Le Monastère: histoire et souvenirs d’une boîte mythique de la Route du Condroz
(EN version below)
En juin 1993, cinq ans avant ma naissance, mon parrain Tony Di Sciascio reprend Le Monastère, un club mythique de la Route du Condroz à Liège. Environ 11 ans plus tard, âgée de tout juste six ans, je pousse pour la première fois les fameuses portes métalliques aux hublots ronds de cet endroit. A l’époque, on avait pour habitude de célébrer une bonne partie des fêtes de famille entre ces murs : les baptêmes, les communions, les mariages.
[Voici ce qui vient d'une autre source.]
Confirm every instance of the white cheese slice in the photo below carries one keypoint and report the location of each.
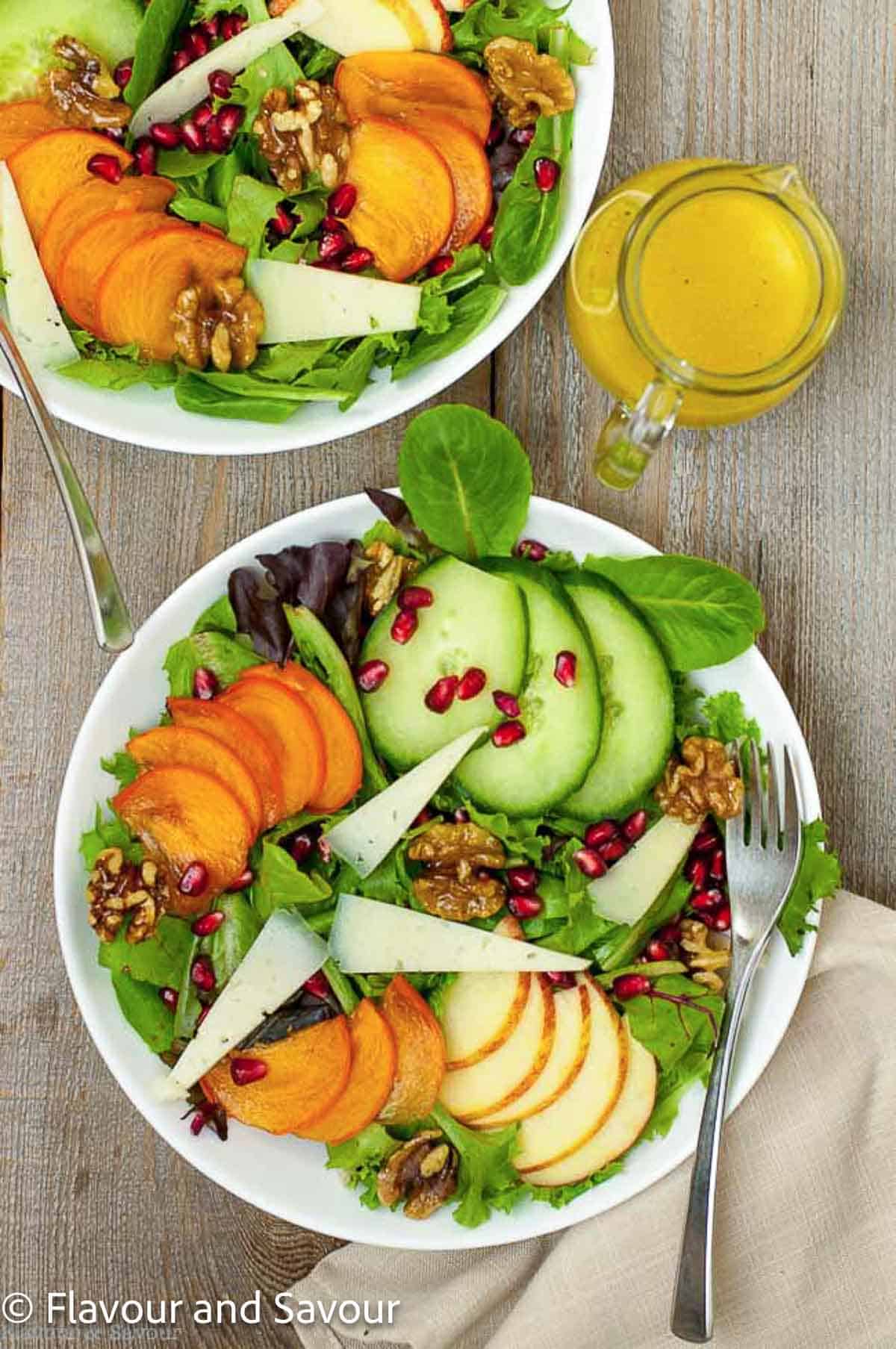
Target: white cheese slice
(309, 304)
(285, 954)
(373, 938)
(366, 837)
(629, 888)
(34, 316)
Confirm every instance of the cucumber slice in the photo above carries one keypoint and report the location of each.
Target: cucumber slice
(637, 703)
(28, 31)
(476, 621)
(563, 725)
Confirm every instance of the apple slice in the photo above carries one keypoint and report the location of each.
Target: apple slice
(567, 1124)
(623, 1128)
(503, 1077)
(573, 1011)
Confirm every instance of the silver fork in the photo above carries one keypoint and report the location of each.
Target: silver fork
(762, 852)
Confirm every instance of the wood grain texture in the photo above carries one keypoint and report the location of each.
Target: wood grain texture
(803, 501)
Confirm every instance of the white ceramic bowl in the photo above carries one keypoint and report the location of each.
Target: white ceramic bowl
(287, 1177)
(153, 419)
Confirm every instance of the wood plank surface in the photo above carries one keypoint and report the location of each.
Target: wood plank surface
(802, 501)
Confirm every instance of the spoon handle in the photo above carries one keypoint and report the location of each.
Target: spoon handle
(108, 611)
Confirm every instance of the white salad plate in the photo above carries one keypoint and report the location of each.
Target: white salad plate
(150, 417)
(287, 1177)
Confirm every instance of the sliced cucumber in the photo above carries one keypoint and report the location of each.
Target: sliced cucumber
(637, 703)
(563, 725)
(28, 31)
(476, 621)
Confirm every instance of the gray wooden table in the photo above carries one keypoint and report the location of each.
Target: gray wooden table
(802, 501)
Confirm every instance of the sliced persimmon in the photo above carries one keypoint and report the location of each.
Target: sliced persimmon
(307, 1073)
(140, 290)
(240, 735)
(396, 84)
(48, 167)
(287, 723)
(405, 207)
(344, 761)
(169, 745)
(23, 122)
(369, 1083)
(421, 1054)
(90, 202)
(184, 815)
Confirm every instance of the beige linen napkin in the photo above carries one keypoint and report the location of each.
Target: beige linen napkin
(806, 1233)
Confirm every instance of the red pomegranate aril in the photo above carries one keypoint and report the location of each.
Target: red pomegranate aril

Pour quelques heures, la discothèque accueillait toute la famille : papa et parrain toujours derrière les platines, Gaby, mon cousin, les rejoignait parfois pour mixer quelques bons vieux CDs avec eux, et moi c’était plutôt la piste de danse que je squattais avec ma mère et mes autres cousin.e.s, bien que l’arrière du disco bar commençait à m’intriguer aussi.
Quelques années après mes premiers pas de danse au Monastère, un mercredi, mon père m’emmène visiter le club situé juste en face du bowling où l’on venait de passer l’après-midi, toujours sur cette même route du Condroz. Le lieu venait de faire faillite. Une porte était entrouverte. À l’intérieur, des ouvriers s’affairaient à décrocher du matériel. Mes quelques souvenirs de ce moment sont assez flous, mais l’endroit me captive immédiatement, avec ses hauts plafonds, son dancefloor sur deux étages, je me souviens être fascinée par ce lieu. Ce jour-là, du haut de mes 10 ans, je découvre le Millénium, cette célèbre boîte qui restera une des voisines du Monastère pendant plus de 10 ans durant les années 2000.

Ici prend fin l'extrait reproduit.